Entre los más conocidos dibujos de tapadas con manto y saya de las Islas que se conocen, se encuentra una espléndida acuarela del francés Nicolás Baudin (1754-1803), que ilustra el diario de navegación de este eminente científico. Baudin visitó Canarias en 1796 al mando de la nave La Belle Angélique. Su escala en Tenerife fue mayor de lo que en principio se pensó y el francés empleó ese tiempo para recoger información sobre la Isla. De esa campaña se conserva un manuscrito en la Biblioteca Nacional de Francia y, en el Museo de Historia Natural de El Havre, una lámina de mujer ataviada con manto y saya de color negro. Se compone este traje de tres piezas fundamentales: falda en pliegues, blusa ajustada al cuerpo, terminando en pico sobre el estómago y rematada desde el pecho a modo de anchos tirantes blancos sobre los hombros y manto, que sube desde las caderas y cubre la cabeza. Puede apreciarse que el manto es una pieza totalmente separada de la falda. Otros interesantes testimonios gráficos son las ya nombradas ilustraciones de Alfred Diston, fechadas en 1824 y 1829.
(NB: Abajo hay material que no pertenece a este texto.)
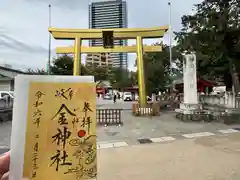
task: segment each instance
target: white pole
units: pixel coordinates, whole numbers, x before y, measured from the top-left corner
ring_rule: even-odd
[[[172,70],[172,5],[171,1],[168,2],[169,6],[169,63]]]
[[[51,12],[51,4],[49,4],[48,5],[48,8],[49,8],[49,14],[48,14],[48,26],[49,27],[51,27],[51,19],[52,19],[52,12]],[[48,36],[48,69],[47,69],[47,71],[48,71],[48,74],[50,75],[51,74],[51,72],[50,72],[50,66],[51,66],[51,40],[52,40],[52,38],[51,38],[51,33],[49,32],[49,36]]]

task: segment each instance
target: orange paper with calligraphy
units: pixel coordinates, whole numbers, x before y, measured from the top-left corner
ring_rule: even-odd
[[[31,83],[23,176],[96,178],[95,83]]]

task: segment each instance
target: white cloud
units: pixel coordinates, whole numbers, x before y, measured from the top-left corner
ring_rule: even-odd
[[[94,0],[96,1],[96,0]],[[180,29],[181,16],[191,12],[201,0],[172,0],[173,30]],[[15,67],[45,68],[48,59],[48,4],[52,5],[52,26],[88,28],[89,0],[1,0],[0,63]],[[167,25],[167,1],[127,0],[129,27]],[[181,7],[181,8],[179,8]],[[168,43],[168,35],[164,42]],[[151,44],[152,40],[147,43]],[[129,42],[133,44],[134,42]],[[52,49],[71,45],[69,41],[52,41]],[[84,43],[87,45],[87,43]],[[129,55],[132,69],[136,56]]]

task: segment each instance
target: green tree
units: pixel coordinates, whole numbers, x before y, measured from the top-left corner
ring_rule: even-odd
[[[223,76],[226,83],[232,80],[236,92],[240,70],[239,11],[237,0],[204,0],[195,5],[193,15],[182,17],[183,28],[176,33],[181,52],[196,52],[199,75]]]
[[[123,90],[126,87],[132,87],[136,84],[134,82],[136,79],[134,75],[133,72],[129,72],[127,69],[113,67],[109,69],[108,80],[113,88]]]

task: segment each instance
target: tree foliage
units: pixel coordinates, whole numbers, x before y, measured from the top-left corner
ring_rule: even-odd
[[[237,71],[240,70],[239,14],[240,1],[204,0],[195,5],[193,15],[182,17],[183,28],[176,33],[181,52],[196,52],[199,75],[233,80],[237,92]],[[229,74],[232,79],[229,79]]]
[[[162,52],[146,53],[144,55],[144,69],[147,94],[165,91],[176,76],[181,76],[182,65],[177,47],[172,48],[172,62],[170,66],[170,53],[167,45],[162,45]]]

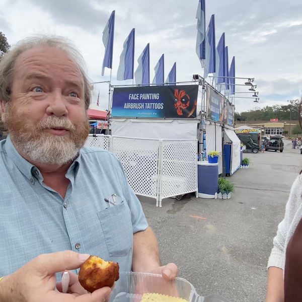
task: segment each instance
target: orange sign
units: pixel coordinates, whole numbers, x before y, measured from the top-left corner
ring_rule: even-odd
[[[102,121],[98,122],[98,126],[97,126],[97,129],[103,129],[108,128],[108,122],[107,121]]]
[[[239,134],[259,133],[259,130],[257,129],[240,129],[238,130],[235,129],[235,133]]]

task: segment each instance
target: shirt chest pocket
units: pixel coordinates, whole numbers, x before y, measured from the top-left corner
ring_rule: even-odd
[[[131,213],[125,202],[98,213],[110,257],[127,256],[132,251],[133,232]]]

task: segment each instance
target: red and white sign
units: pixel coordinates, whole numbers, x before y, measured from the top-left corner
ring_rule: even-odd
[[[108,129],[108,122],[107,121],[100,121],[99,122],[98,122],[97,128],[101,129]]]

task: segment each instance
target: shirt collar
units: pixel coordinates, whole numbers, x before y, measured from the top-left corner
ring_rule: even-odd
[[[37,174],[35,174],[35,172],[39,172],[38,168],[32,164],[28,162],[22,157],[19,152],[16,149],[10,135],[8,135],[5,142],[5,150],[8,156],[16,165],[19,170],[32,183],[34,181],[33,176],[37,178]],[[81,152],[78,158],[74,161],[73,163],[68,170],[66,175],[68,174],[73,174],[74,178],[79,172],[81,164]]]

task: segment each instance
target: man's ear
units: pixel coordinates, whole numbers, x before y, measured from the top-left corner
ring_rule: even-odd
[[[2,116],[4,113],[4,107],[5,107],[5,103],[2,100],[0,100],[0,108],[1,109],[1,116]]]

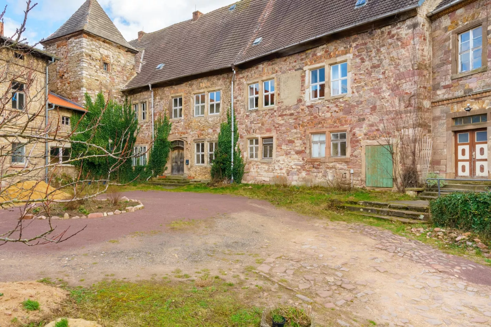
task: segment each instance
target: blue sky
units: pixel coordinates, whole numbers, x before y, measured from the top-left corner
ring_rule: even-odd
[[[85,0],[33,0],[38,2],[27,19],[24,37],[30,44],[55,31]],[[206,13],[235,0],[98,0],[106,13],[128,40],[136,38],[139,30],[152,32],[191,18],[195,7]],[[10,36],[22,22],[26,0],[0,0],[5,35]]]

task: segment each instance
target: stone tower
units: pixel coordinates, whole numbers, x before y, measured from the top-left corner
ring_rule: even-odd
[[[125,40],[96,0],[87,0],[41,43],[60,60],[50,68],[51,90],[79,103],[102,91],[123,99],[121,89],[135,71],[137,51]]]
En ambos casos (Baudin y Diston), la mujer viste el manto y saya de color negro y sin gasa y sin sombrero, piezas que en este mismo siglo se incorporan al conjunto. Para estudiosos de la indumentaria, el color negro simboliza la austeridad, el poder y también la muerte.

Las corrientes universales del romanticismo propiciaron la exaltación de los nacionalismos, de las manifestaciones locales y más próximas. Eruditos y viajeros pusieron su punto de mira en lo particular y en las costumbres de los pueblos, idealizándolos. Estamos frente a una época en la que las indumentarias particulares de cada lugar se concibieron desde diferentes interpretaciones, no faltas de imaginación y recreación y, por supuesto, sin apoyatura en criterios académicos y científicos.

Las láminas del palmero Juan Bautista Fierro (1860) son la primera muestra gráfica del manto y saya de La Palma -ahora sobre los hombros- y de la incorporación de la tradicional gasa palmera y sombrero. No dudamos que así fuera en realidad, aunque el objeto de este trabajo es determinar que tal y como se luce hoy por hoy en Los Llanos de Aridane es la manera más antigua de vestirlo.

La diferencia entre el manto y saya oficial de Los Llanos de Aridane respecto de estos dibujos del Setecientos y principios del Ochocientos estriba en que entre mediados del siglo XIX y albores del XX, la mujer no oculta su rostro tras del manto dejándolo caer libremente con elegancia sobre los hombros, de igual modo a como lo recogen Baudin y Diston.